Hurts mögen's immer noch am liebsten episch, bombastisch, pathetisch – wer dieses Album beim Zähneputzen oder Geschirrspülen hört, kommt sich komisch vor.

Die Band Hurts

Bildlegende: Früher schwarze Kleider und Düstersound, heute Weiss und «Some Kind of Heaven»: Hurts. Facebook

Albumcheck: Hurts - «Surrender»

Was gefällt:
1. Der Song «Lights»: Eleganter Zeitlupen-Funk mit bezauberndem zweistimmigem Gesang. 2. «Wings»: Eine wohlig-kitschige Mitsingnummer. Der erste Vorweihnachtssong des Jahres. 3. «Wish»: Eine Ballade mit zarten hohen Gesangspassagen.
Was überrascht:
Nach der Single «Some Kind of Heaven» dürften einige Fans erleichtert (oder enttäuscht oder überrascht) feststellen, dass das Album keineswegs fröhlicher ist als die früheren.
Was irritiert:
1. Wie schnell die Refrains kommen – meist bevor Spannung aufkommen kann. 2. Dass «Nothing Will Be Bigger Than Us» nach Avicii klingt. 3. Der allzu pathetische Aussenseiter-Song «Rolling Stone». Ein solcher Titel weckt andere Erwartungen als eine triefende Solche-Geschichten-schreibt-das-Leben-Bombast-Ballade.
Was fehlt:
1. Ein richtig schlank produzierter Song als Kontrast. 2. Ein Song in einem etwas bescheideneren, alltäglicheren Tonfall.

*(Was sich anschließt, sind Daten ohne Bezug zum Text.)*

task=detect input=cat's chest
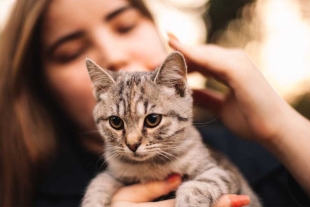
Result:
[107,159,183,184]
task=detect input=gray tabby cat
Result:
[82,52,261,207]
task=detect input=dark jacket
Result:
[35,123,310,206]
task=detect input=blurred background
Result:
[0,0,310,119]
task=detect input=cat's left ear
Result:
[154,52,187,96]
[86,58,115,101]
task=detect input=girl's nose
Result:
[95,29,130,71]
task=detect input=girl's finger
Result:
[193,89,225,114]
[112,174,182,203]
[111,199,175,207]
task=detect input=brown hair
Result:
[0,0,152,206]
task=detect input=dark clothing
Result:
[36,123,310,207]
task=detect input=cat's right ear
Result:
[86,58,115,101]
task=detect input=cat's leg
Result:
[176,166,241,207]
[82,172,123,207]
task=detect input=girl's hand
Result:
[169,35,291,142]
[111,175,250,207]
[111,174,182,207]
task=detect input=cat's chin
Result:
[128,153,152,162]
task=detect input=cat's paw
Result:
[81,200,111,207]
[176,181,220,207]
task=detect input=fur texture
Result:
[82,52,261,207]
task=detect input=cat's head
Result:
[86,52,193,162]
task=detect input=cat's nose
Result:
[127,143,141,152]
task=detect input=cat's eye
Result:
[109,116,124,130]
[144,114,161,128]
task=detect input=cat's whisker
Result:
[193,116,219,127]
[79,130,99,136]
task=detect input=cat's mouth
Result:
[130,152,152,161]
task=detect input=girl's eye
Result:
[144,114,161,128]
[117,25,135,34]
[109,116,124,130]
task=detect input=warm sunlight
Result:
[260,0,310,98]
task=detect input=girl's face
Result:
[42,0,167,133]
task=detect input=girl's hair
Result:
[0,0,153,206]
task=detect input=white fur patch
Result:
[137,102,145,116]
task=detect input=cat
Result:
[82,52,261,207]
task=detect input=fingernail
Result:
[166,173,181,184]
[229,195,250,207]
[167,32,180,42]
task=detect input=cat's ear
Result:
[86,58,115,100]
[154,52,187,96]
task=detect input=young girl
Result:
[0,0,310,206]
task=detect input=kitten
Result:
[82,52,261,207]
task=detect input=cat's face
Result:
[87,53,192,162]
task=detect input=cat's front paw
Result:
[176,181,220,207]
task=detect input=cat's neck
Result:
[79,134,104,156]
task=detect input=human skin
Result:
[169,35,310,195]
[42,0,249,207]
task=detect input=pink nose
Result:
[126,143,141,152]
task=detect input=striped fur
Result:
[82,52,261,207]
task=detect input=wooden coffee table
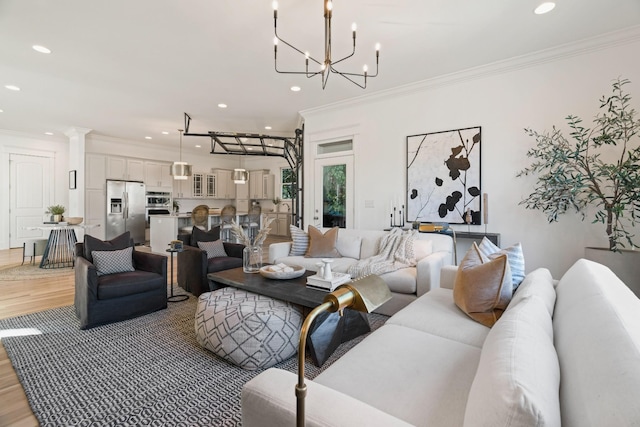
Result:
[207,267,371,366]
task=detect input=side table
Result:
[167,248,189,302]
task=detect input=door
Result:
[313,155,354,228]
[9,154,53,248]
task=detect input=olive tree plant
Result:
[518,78,640,252]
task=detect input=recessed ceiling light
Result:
[31,44,51,53]
[533,1,556,15]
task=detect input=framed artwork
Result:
[69,170,76,190]
[406,126,482,224]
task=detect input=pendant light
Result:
[171,129,192,180]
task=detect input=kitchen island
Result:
[149,212,249,256]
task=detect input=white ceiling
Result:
[0,0,640,148]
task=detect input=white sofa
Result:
[242,260,640,427]
[269,228,453,316]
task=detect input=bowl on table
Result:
[260,264,306,280]
[64,216,84,225]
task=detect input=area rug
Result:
[0,297,387,426]
[0,262,73,280]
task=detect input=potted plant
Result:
[518,79,640,290]
[45,205,65,222]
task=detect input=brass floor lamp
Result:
[296,275,391,427]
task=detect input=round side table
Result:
[167,248,189,302]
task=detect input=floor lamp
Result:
[296,274,391,427]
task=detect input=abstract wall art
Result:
[406,126,482,224]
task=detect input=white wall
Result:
[0,130,69,249]
[301,28,640,277]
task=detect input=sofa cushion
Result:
[336,231,362,259]
[91,246,135,276]
[207,256,242,273]
[387,288,490,348]
[478,237,524,291]
[305,225,340,258]
[464,296,564,427]
[83,231,133,264]
[198,239,228,258]
[191,225,220,248]
[314,325,480,427]
[289,224,309,256]
[98,270,167,300]
[453,242,512,327]
[553,259,640,427]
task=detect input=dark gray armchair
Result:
[75,238,167,329]
[178,226,244,296]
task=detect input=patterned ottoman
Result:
[195,287,303,370]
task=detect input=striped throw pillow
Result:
[289,225,309,256]
[198,239,228,259]
[91,246,135,276]
[478,237,525,292]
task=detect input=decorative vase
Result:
[242,246,262,273]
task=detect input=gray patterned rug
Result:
[0,297,387,426]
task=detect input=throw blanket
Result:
[348,228,418,279]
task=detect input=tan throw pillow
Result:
[304,225,340,258]
[453,242,513,327]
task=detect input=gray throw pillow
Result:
[91,246,135,276]
[198,239,228,259]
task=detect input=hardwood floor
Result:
[0,236,290,427]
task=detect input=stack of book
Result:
[307,272,351,292]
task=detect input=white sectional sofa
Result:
[269,228,453,316]
[242,260,640,427]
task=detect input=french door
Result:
[313,155,354,228]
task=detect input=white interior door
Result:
[313,155,354,228]
[9,154,53,248]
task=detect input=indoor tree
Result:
[518,78,640,251]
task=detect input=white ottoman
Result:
[195,287,303,370]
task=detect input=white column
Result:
[64,127,92,226]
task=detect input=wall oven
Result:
[145,191,171,227]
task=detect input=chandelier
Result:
[273,0,380,89]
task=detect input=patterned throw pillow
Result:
[478,237,524,292]
[91,246,135,276]
[83,231,133,264]
[289,225,309,256]
[198,239,228,259]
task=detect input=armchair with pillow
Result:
[178,226,244,296]
[74,232,167,329]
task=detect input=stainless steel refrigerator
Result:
[105,179,146,244]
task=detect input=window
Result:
[280,168,295,200]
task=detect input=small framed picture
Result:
[69,170,76,190]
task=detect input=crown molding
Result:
[300,25,640,117]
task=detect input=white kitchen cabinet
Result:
[249,169,275,200]
[191,172,206,197]
[265,212,291,236]
[85,154,107,190]
[213,169,236,200]
[84,188,107,240]
[144,162,173,190]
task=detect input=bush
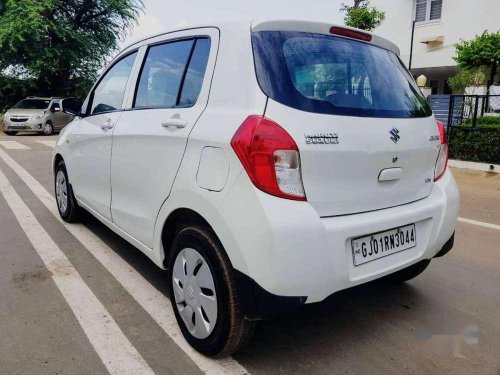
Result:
[462,116,500,128]
[449,126,500,164]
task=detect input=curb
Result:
[448,159,500,173]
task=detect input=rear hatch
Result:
[253,31,440,217]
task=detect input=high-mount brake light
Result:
[330,26,372,42]
[434,121,448,182]
[231,115,306,201]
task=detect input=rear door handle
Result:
[161,118,187,129]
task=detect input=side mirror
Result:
[60,98,83,116]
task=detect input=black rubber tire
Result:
[384,259,431,283]
[54,160,81,223]
[42,121,54,136]
[168,225,256,358]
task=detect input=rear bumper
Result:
[220,171,459,303]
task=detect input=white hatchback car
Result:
[54,21,459,357]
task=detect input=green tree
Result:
[454,31,500,87]
[341,0,385,31]
[0,0,143,100]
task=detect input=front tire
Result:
[54,160,80,223]
[168,225,255,358]
[43,121,54,135]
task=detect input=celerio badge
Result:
[304,133,339,145]
[389,128,401,143]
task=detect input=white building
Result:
[370,0,500,94]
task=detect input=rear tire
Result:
[54,160,81,223]
[168,225,256,358]
[384,259,431,283]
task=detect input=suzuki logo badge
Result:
[389,128,401,143]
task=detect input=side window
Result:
[178,38,210,107]
[134,39,195,108]
[90,52,137,115]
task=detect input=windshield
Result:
[14,99,50,109]
[253,31,432,118]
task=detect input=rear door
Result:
[111,28,219,248]
[254,32,439,216]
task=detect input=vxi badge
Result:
[304,133,339,145]
[389,128,401,143]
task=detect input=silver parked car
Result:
[3,97,73,135]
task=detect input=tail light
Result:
[434,121,448,181]
[231,115,306,201]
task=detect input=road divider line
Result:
[0,141,31,150]
[458,217,500,230]
[37,140,57,148]
[0,150,249,375]
[0,164,154,375]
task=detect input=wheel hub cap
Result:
[172,249,217,339]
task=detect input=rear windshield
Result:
[252,31,432,118]
[14,99,50,109]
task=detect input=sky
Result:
[120,0,351,47]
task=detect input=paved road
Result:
[0,135,500,374]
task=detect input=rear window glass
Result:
[252,31,432,118]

Ein Song, den du auch in banalen Situationen wie beim Geschirrspülen oder Zähneputzen hören kannst, ohne dir dabei komisch vorzukommen, weil die Musik unpassend viel Bedeutungsschwere an dich heranwuchtet. 3. Die unendliche, erhabene Kälte von früher: Kein Moment auf diesem Album ist so nah am Gefrierpunkt wie vor fünf Jahren die Single «Wonderful Life».
Was ist zuviel:
Der letzte Song «Policewoman». Klingt wie eine Satire, schafft es aber nicht, dass man ihn beim Hören als solche auffasst. Und klingt darum grotesk.